In April, a jury awarded $10,580,000 to farmer John Jacob McMillian of Perdue Hill, Ala., after he lost his leg in an unguarded corn header. Local attorney James A. Yance of Cunningham, Bounds, Yance, Crowder and Brown, who, with Richard Bounds, brought an action in McMillian's behalf against the equipment company, Massey-Ferguson, "alleging negligent design, strict liability under Alabama's Extended Manufacturer's Liability Doctrine, and willful and wanton misconduct."

According to an article in Law Reporter, the accident occurred in September 1981, one morning when McMillian was having problems with "pig weed" that grew up alongside the cornstalks. The pig weed would fall back over the trough of the combine's auger, which carried the corn from the corn head to the throat of the combine, blocking the passage.

McMillian stopped the combine to shove the blockage of pig weed into the auger, when suddenly the auger grappled the stalks of pig weed that he was standing on and jerked his legs out from under him.

He fell on top of the rotating auger, which chewed up his left leg until the mechanism jammed and the slipping drive belts burned off. For nearly eight hours, he battled against the auger's grip.

The article reports that McMillian smashed his head against the machine in an effort to knock himself unconscious. McMillian's children had called neighbors who found him at 5 p.m. and used a cutting torch to extract him. Doctors were forced to perform several amputations of the leg that ultimately left McMillian with about 5 inches of stump.

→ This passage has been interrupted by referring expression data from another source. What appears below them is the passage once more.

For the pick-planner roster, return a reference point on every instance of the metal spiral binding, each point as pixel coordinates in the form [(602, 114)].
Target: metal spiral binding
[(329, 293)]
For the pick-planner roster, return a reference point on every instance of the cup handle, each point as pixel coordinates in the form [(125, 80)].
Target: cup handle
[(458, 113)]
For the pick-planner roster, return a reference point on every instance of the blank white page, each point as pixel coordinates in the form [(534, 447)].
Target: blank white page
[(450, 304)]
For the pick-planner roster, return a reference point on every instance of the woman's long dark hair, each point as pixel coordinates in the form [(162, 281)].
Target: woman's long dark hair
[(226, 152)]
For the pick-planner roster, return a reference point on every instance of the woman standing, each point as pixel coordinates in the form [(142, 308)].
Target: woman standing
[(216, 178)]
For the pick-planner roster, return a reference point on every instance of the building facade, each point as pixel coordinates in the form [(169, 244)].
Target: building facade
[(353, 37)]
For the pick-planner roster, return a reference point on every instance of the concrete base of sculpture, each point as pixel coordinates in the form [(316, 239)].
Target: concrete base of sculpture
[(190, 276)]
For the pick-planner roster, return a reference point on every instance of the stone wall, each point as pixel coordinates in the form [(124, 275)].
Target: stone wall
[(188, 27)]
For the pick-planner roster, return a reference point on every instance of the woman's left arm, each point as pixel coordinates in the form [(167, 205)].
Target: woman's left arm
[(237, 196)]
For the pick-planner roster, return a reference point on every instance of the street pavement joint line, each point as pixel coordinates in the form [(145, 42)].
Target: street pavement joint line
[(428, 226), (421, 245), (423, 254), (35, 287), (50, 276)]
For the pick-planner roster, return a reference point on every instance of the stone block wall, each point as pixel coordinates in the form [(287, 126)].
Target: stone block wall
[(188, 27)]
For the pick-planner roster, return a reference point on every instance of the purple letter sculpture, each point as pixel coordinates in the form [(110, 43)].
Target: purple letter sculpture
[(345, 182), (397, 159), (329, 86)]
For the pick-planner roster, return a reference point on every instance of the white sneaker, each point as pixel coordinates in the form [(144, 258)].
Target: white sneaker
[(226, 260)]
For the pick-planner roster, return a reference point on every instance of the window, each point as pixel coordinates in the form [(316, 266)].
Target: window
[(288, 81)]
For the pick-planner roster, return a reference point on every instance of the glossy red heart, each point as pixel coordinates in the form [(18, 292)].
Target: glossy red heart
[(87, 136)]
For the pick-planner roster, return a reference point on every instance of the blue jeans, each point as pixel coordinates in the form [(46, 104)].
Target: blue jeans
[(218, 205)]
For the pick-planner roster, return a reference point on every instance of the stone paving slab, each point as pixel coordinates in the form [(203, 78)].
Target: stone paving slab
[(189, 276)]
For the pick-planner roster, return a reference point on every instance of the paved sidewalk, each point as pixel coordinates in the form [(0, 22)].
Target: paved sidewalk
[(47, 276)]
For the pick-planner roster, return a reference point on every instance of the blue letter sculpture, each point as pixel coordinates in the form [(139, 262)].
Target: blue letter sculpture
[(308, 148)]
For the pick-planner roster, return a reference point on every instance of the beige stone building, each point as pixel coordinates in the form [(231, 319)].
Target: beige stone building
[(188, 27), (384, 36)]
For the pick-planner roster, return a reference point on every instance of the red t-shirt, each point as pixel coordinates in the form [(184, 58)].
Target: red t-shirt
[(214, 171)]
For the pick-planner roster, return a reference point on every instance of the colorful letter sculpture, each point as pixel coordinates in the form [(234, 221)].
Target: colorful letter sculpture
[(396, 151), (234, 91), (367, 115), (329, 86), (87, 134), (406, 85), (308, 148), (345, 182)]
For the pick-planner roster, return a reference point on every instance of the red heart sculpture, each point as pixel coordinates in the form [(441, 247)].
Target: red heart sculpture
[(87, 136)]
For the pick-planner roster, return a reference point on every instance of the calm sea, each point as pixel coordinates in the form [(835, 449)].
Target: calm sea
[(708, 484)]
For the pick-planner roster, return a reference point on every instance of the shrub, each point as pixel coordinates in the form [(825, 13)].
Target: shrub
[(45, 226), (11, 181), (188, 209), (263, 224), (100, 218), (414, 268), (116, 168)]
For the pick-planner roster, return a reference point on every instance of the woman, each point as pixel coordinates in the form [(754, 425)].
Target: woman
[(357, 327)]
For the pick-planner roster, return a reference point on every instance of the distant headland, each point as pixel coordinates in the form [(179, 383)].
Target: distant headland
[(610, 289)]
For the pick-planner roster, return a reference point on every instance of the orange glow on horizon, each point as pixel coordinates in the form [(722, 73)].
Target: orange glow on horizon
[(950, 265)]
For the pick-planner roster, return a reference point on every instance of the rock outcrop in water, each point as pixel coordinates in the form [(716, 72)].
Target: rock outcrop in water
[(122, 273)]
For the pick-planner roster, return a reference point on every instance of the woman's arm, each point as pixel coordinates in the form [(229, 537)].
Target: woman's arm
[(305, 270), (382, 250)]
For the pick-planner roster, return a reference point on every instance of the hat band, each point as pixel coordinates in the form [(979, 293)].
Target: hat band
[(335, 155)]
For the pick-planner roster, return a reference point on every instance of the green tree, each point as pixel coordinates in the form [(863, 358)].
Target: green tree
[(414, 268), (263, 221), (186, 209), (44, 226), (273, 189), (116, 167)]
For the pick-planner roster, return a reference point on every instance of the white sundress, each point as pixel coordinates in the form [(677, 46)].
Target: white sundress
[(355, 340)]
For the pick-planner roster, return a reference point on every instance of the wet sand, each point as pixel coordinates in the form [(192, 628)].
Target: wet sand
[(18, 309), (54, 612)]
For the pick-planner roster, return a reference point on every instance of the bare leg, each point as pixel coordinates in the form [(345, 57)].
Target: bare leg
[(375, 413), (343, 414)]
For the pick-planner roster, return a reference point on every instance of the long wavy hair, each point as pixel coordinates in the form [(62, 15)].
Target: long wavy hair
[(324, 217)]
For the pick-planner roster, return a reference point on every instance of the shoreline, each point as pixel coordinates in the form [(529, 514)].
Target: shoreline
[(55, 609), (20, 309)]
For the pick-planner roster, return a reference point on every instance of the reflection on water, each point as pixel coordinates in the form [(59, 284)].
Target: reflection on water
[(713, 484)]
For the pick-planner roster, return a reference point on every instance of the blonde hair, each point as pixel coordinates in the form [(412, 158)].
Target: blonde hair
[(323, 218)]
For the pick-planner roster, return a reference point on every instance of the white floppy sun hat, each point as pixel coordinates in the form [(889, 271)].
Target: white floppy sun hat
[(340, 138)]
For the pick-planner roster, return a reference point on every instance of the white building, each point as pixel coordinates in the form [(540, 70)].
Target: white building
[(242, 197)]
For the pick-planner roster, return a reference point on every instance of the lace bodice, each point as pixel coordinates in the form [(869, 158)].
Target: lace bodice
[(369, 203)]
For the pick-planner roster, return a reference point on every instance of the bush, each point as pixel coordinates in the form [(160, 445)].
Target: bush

Yance contended that the machine should have been equipped with a barrier guard, and learned that Massey-Ferguson's first corn header, manufactured in 1958, featured a closed auger with a cover that provided some measure of protection for the operator. Similar closed designs were used by most other manufacturers of similar machines.

In 1960, the company introduced the open auger design, and in the course of the next 15 years, every major manufacturer of corn headers followed suit.

The article reports that Yance discussed the case with other lawyers around the country who felt that this industry-wide conformity to the open-auger design would be a major stumbling block in the case. But in Yance's view, the burden was on the other side. He asked what justified an industry already lagging in safety to take a major step backward in operator protection.

It was stated that a guard would cost $200, and since Massey-Ferguson manufactured 100,000 corn headers over the years, it saved at least $20 million. The other major manufacturers eventually adopted the same unsafe design for no other reason than to remain competitive in price.

Yance brought to light the company's elimination of an existing protective device which forced the entire industry to take a step backward in safety, all for the sake of profits.

"Other industries have safety training sections and standards," Dunn added, "but we don't have one on my farm. The farm is a dangerous place."